Data-driven models have been successfully applied in hydrological fields such as flood forecasting. However, limitations to the solutions to scientific problems still exist in this field: data collection is time-consuming and expensive, the quality of the collected data cannot be ensured, and noise or outliers may exist in the dataset, resulting in incorrect results. Moreover, data-driven models are trained only from available datasets and do not involve scientific principles or laws during the model-training process. This may lead to the prediction of specific scientific problems that do not conform to physical laws. Therefore, we propose a data-driven and knowledge-guided denoising diffusion (DK-Diffusion) model. First, for the data preprocessing stage, a coupled heterogeneous mapping tensor decomposition complementary algorithm is proposed that integrates the spatial information of a watershed, optimizes the initialization conditions of the model, reduces the potential correlation loss of data caused by tensor decomposition, and better optimizes the initial conditions of the model. We introduced an attention mechanism into the denoising diffusion probabilistic model (DDPM) to better capture medium and long-term correlations during flood processes. Most importantly, under the guidance of flood physics theory, we designed the loss function of the proposed model to ensure that the output prediction results were more consistent with the laws of flood physics. This is an innovative improvement with greater practical engineering value because it optimizes the boundary conditions of the model, giving it better generalization ability and reducing its dependence on data.
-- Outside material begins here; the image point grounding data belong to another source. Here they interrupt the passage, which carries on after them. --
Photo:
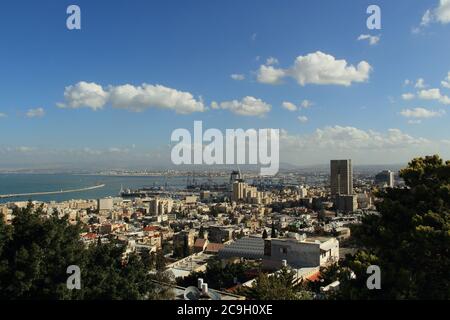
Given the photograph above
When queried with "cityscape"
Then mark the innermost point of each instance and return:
(197, 154)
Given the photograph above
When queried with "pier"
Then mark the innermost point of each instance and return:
(3, 196)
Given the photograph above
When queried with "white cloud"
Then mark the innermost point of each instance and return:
(302, 119)
(408, 96)
(350, 138)
(289, 106)
(24, 149)
(248, 106)
(270, 75)
(421, 113)
(35, 113)
(271, 61)
(434, 94)
(317, 68)
(139, 98)
(446, 82)
(439, 14)
(426, 18)
(430, 94)
(442, 12)
(321, 68)
(420, 83)
(373, 40)
(84, 94)
(237, 77)
(134, 98)
(306, 104)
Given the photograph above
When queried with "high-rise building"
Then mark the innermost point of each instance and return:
(385, 179)
(341, 177)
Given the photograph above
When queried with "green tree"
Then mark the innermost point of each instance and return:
(278, 286)
(36, 250)
(265, 235)
(409, 239)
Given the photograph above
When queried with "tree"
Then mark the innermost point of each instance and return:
(409, 239)
(273, 233)
(278, 286)
(265, 235)
(201, 232)
(36, 250)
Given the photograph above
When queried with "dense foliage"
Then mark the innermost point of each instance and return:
(35, 252)
(409, 240)
(277, 286)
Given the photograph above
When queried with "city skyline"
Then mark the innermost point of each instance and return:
(110, 94)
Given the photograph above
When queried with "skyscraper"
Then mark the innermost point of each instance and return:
(341, 177)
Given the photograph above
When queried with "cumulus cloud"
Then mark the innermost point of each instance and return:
(271, 61)
(84, 94)
(434, 94)
(270, 75)
(139, 98)
(446, 82)
(302, 119)
(420, 83)
(408, 96)
(306, 104)
(421, 113)
(289, 106)
(237, 77)
(321, 68)
(134, 98)
(248, 106)
(439, 14)
(317, 68)
(35, 113)
(349, 138)
(373, 40)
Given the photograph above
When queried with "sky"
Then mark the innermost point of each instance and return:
(111, 93)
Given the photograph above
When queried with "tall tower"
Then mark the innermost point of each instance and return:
(341, 177)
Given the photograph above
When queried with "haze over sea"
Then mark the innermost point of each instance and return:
(30, 183)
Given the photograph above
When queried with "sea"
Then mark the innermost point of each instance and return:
(31, 183)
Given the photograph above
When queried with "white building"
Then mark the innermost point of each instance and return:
(310, 252)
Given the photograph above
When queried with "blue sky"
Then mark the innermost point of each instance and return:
(193, 47)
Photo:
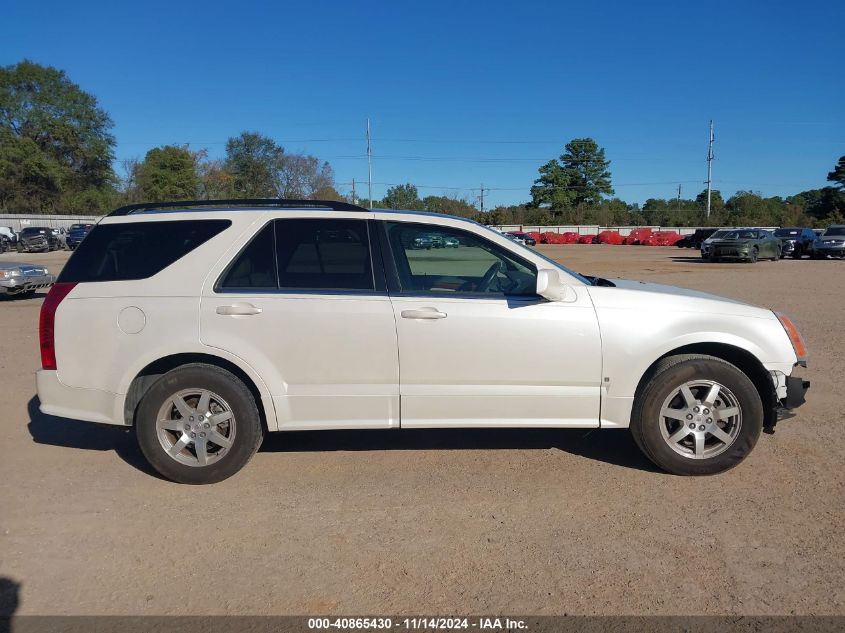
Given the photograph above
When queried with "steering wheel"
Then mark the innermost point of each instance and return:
(489, 276)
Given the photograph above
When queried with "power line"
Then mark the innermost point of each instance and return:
(709, 167)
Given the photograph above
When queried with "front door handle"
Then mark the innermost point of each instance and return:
(238, 309)
(423, 313)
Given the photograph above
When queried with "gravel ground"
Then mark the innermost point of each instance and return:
(440, 522)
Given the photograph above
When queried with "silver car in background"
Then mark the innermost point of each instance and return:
(19, 279)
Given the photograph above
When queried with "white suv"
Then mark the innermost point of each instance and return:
(205, 325)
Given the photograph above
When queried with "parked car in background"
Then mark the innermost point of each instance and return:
(695, 240)
(22, 280)
(422, 242)
(523, 238)
(37, 239)
(636, 236)
(796, 241)
(746, 244)
(217, 325)
(76, 233)
(705, 245)
(662, 238)
(830, 243)
(610, 237)
(61, 237)
(10, 234)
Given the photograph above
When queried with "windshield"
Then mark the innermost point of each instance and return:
(741, 235)
(578, 276)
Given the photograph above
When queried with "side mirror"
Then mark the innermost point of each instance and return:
(551, 287)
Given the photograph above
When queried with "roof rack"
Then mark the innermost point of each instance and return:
(278, 203)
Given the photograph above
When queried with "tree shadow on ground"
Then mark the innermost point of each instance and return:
(9, 601)
(613, 446)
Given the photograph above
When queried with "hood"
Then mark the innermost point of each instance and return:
(639, 295)
(26, 269)
(732, 242)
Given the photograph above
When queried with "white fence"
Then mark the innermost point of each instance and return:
(594, 229)
(18, 222)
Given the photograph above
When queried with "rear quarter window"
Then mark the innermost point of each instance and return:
(136, 250)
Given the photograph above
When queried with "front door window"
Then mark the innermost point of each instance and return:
(442, 261)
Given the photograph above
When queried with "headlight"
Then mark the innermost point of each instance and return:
(794, 337)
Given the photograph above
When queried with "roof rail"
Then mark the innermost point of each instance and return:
(279, 203)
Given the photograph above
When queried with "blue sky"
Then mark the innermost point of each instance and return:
(464, 93)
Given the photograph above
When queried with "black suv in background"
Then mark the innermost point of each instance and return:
(796, 241)
(695, 240)
(37, 239)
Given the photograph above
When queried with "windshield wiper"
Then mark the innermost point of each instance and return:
(598, 281)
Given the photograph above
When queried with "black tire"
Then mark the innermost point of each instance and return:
(200, 376)
(667, 376)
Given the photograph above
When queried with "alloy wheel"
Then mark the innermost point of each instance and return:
(700, 419)
(196, 427)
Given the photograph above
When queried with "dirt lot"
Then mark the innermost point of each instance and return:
(439, 522)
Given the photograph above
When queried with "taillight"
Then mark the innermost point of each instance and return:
(794, 337)
(47, 323)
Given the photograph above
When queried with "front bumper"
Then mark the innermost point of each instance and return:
(19, 285)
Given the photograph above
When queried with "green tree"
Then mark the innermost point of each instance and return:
(254, 161)
(838, 174)
(449, 205)
(56, 146)
(580, 176)
(553, 188)
(302, 176)
(402, 197)
(167, 173)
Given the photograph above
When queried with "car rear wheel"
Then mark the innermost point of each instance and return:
(198, 424)
(697, 415)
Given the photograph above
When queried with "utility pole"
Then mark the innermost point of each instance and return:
(710, 167)
(370, 167)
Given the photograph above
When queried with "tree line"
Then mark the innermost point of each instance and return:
(57, 156)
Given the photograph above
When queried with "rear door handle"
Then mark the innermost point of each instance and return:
(423, 313)
(238, 309)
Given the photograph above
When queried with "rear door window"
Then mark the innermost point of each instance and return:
(304, 254)
(136, 250)
(323, 254)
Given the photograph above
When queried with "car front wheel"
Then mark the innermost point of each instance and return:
(198, 424)
(697, 415)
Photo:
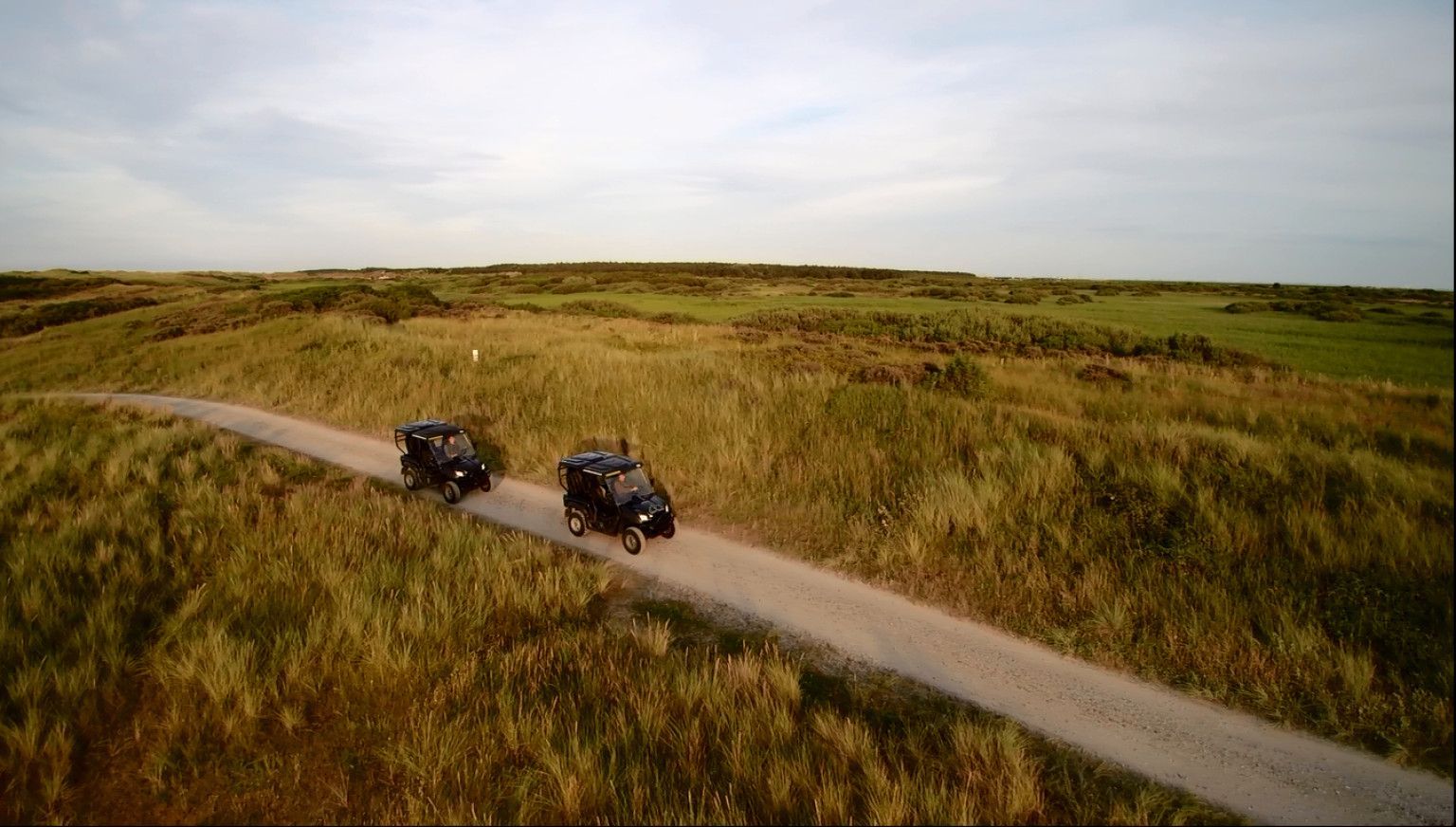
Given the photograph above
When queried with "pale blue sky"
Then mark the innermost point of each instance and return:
(1235, 141)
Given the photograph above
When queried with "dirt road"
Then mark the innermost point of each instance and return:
(1235, 761)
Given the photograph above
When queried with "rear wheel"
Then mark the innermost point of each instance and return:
(575, 523)
(632, 541)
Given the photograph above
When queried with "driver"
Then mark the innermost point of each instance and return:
(622, 487)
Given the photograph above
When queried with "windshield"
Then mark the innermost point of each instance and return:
(628, 485)
(451, 448)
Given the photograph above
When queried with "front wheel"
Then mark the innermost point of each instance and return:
(575, 523)
(632, 541)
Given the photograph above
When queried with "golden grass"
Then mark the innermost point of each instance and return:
(1246, 536)
(197, 629)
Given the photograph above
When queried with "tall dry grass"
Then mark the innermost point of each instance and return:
(195, 629)
(1267, 541)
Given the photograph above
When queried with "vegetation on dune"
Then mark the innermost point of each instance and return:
(29, 287)
(197, 629)
(994, 332)
(1258, 538)
(56, 313)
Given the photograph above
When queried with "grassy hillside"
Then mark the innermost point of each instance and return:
(1260, 536)
(194, 629)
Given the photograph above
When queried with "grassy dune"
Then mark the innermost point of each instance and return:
(1265, 539)
(195, 629)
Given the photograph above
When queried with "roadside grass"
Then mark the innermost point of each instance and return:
(197, 629)
(1273, 542)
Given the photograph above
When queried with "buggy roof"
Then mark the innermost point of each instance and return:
(599, 462)
(427, 429)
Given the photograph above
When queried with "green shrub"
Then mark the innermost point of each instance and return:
(1247, 306)
(57, 313)
(961, 377)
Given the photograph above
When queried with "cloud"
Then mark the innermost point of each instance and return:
(1293, 143)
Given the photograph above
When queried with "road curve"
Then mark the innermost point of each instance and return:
(1228, 758)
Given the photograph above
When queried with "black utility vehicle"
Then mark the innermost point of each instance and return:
(437, 453)
(609, 492)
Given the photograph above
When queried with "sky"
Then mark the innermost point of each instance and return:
(1224, 140)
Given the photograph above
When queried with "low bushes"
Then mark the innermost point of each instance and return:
(57, 313)
(978, 331)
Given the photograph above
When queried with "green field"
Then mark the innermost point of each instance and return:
(1213, 516)
(1380, 347)
(200, 631)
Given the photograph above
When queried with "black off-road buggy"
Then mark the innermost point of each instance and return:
(432, 451)
(610, 492)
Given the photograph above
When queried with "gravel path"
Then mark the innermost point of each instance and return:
(1228, 758)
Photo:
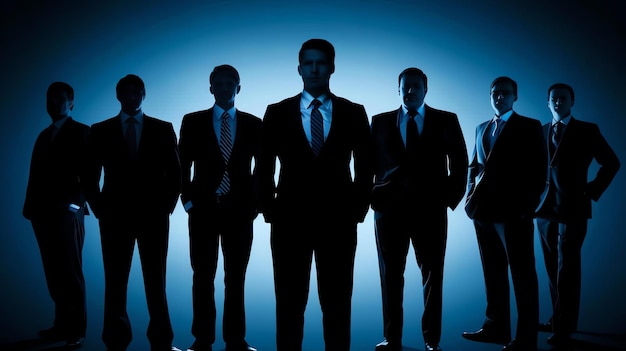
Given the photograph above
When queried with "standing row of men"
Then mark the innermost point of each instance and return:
(410, 165)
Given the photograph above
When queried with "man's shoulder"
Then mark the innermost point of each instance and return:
(438, 112)
(149, 120)
(342, 101)
(287, 101)
(248, 116)
(385, 115)
(106, 123)
(524, 119)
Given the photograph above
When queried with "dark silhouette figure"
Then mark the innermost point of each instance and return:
(420, 165)
(55, 205)
(221, 202)
(566, 204)
(507, 174)
(316, 205)
(141, 186)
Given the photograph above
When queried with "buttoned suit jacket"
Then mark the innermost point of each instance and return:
(199, 146)
(58, 171)
(311, 186)
(568, 168)
(148, 185)
(436, 177)
(507, 183)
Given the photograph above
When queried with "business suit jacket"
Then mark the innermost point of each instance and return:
(137, 196)
(311, 186)
(57, 177)
(507, 183)
(142, 187)
(199, 145)
(436, 178)
(57, 171)
(580, 144)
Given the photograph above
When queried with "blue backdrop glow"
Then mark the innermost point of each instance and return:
(173, 46)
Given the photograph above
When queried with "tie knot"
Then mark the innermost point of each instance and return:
(316, 103)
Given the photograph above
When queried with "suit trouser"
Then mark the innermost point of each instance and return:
(205, 230)
(294, 243)
(505, 245)
(118, 237)
(561, 244)
(428, 232)
(60, 238)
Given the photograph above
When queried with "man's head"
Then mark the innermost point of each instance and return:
(316, 64)
(224, 85)
(412, 87)
(131, 92)
(503, 94)
(59, 100)
(560, 100)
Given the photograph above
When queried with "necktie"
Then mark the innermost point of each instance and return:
(226, 148)
(412, 134)
(131, 137)
(557, 133)
(53, 131)
(317, 127)
(495, 132)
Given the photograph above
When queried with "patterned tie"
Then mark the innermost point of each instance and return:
(226, 147)
(412, 134)
(317, 127)
(131, 137)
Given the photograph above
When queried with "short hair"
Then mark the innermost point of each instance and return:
(504, 79)
(318, 44)
(226, 69)
(131, 79)
(415, 71)
(62, 86)
(561, 86)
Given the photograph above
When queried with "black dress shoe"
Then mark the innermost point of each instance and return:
(559, 339)
(488, 334)
(74, 343)
(167, 348)
(54, 333)
(519, 345)
(239, 347)
(199, 346)
(545, 327)
(387, 345)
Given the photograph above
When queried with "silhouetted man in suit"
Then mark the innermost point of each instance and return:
(220, 143)
(566, 204)
(316, 205)
(420, 165)
(141, 185)
(55, 205)
(507, 174)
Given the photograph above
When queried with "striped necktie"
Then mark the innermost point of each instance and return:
(317, 127)
(226, 148)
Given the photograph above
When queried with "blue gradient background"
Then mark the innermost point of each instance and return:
(461, 45)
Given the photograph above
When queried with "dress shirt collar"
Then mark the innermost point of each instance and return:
(138, 117)
(505, 117)
(565, 120)
(421, 110)
(307, 99)
(218, 112)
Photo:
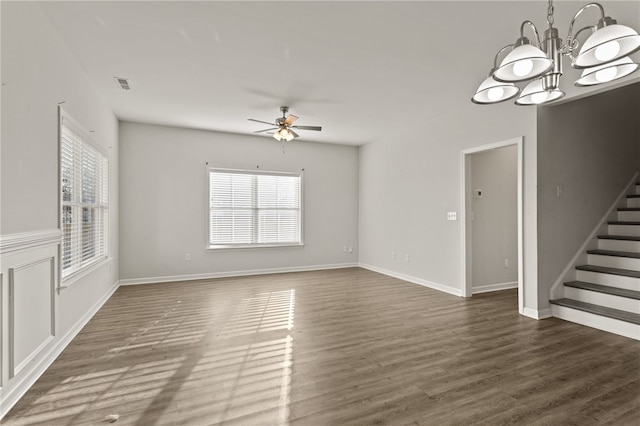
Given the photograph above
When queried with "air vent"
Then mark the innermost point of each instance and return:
(123, 83)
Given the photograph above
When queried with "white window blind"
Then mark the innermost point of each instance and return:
(84, 190)
(248, 208)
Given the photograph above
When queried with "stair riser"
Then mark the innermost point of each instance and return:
(611, 325)
(614, 262)
(619, 245)
(633, 230)
(603, 299)
(618, 281)
(629, 216)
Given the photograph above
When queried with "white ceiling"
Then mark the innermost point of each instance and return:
(358, 69)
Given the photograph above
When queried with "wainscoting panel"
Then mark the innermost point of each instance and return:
(28, 285)
(31, 311)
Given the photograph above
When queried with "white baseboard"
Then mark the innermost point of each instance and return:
(414, 280)
(230, 274)
(23, 384)
(494, 287)
(537, 314)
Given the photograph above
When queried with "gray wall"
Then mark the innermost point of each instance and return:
(408, 185)
(495, 218)
(163, 194)
(590, 148)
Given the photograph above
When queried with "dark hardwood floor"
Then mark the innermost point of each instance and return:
(331, 347)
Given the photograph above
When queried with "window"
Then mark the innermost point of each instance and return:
(84, 187)
(254, 209)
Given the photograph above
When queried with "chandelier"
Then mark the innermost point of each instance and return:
(603, 57)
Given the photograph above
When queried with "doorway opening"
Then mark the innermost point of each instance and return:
(492, 243)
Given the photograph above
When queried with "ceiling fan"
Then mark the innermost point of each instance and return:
(284, 126)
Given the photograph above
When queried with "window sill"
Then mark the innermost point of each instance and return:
(251, 246)
(78, 275)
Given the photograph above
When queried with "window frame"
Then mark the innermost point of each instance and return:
(71, 274)
(209, 246)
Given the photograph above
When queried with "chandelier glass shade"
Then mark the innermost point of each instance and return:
(523, 63)
(607, 44)
(492, 91)
(603, 58)
(607, 72)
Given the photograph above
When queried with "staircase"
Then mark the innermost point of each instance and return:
(606, 292)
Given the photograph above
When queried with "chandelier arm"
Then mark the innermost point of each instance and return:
(495, 60)
(535, 32)
(570, 35)
(572, 44)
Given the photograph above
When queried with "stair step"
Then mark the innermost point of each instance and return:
(621, 292)
(624, 228)
(611, 271)
(615, 253)
(619, 237)
(629, 214)
(614, 259)
(598, 310)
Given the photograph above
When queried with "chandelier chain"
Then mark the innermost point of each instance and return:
(550, 13)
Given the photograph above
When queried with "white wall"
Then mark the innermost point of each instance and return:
(38, 72)
(495, 218)
(408, 185)
(164, 200)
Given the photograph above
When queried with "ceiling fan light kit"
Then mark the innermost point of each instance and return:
(283, 126)
(603, 56)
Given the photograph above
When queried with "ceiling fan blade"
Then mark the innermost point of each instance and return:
(263, 122)
(290, 119)
(317, 128)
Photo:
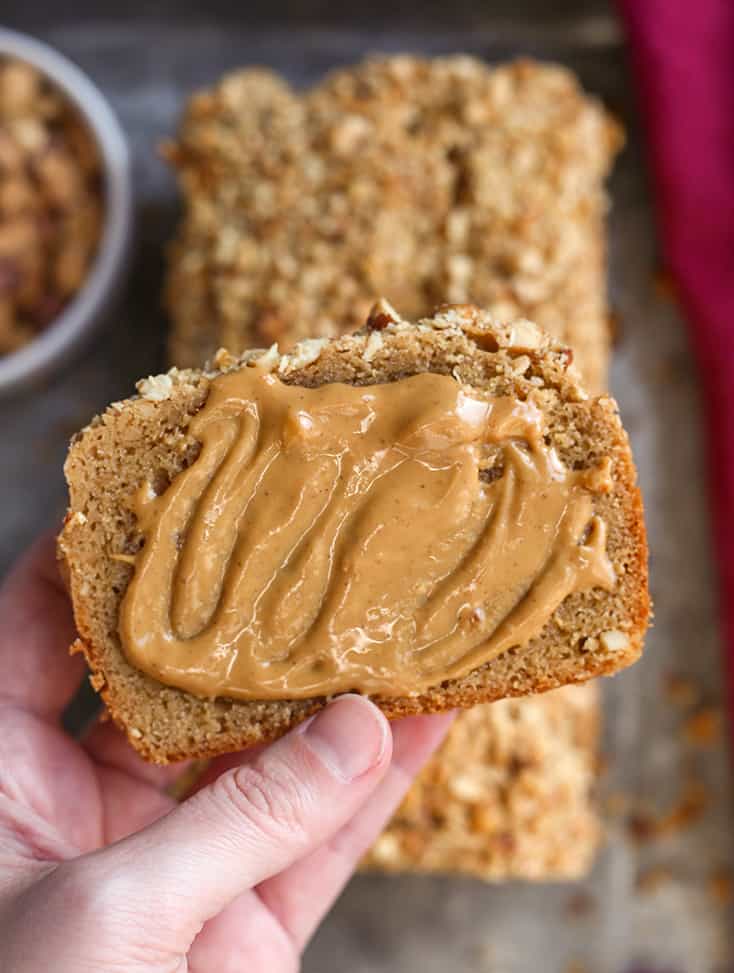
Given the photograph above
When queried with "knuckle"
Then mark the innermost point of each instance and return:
(272, 800)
Through comparative experiments on datasets from the Qijiang and Tunxi basins in China, compared with the popular flood forecasting model AGCLSTM, the root mean square error (RMSE) was reduced by 20.3–27.7%, and the mean absolute percentage error (MAPE) was reduced by 4.2–4.3%. Compared with the conditional score-based diffusion models for probabilistic time series imputation (CSDI), the average RMSE and mean sum of continuous ranked probability score CRPSsum were reduced by 6.3–10.6% and 6.1–6.2%, respectively.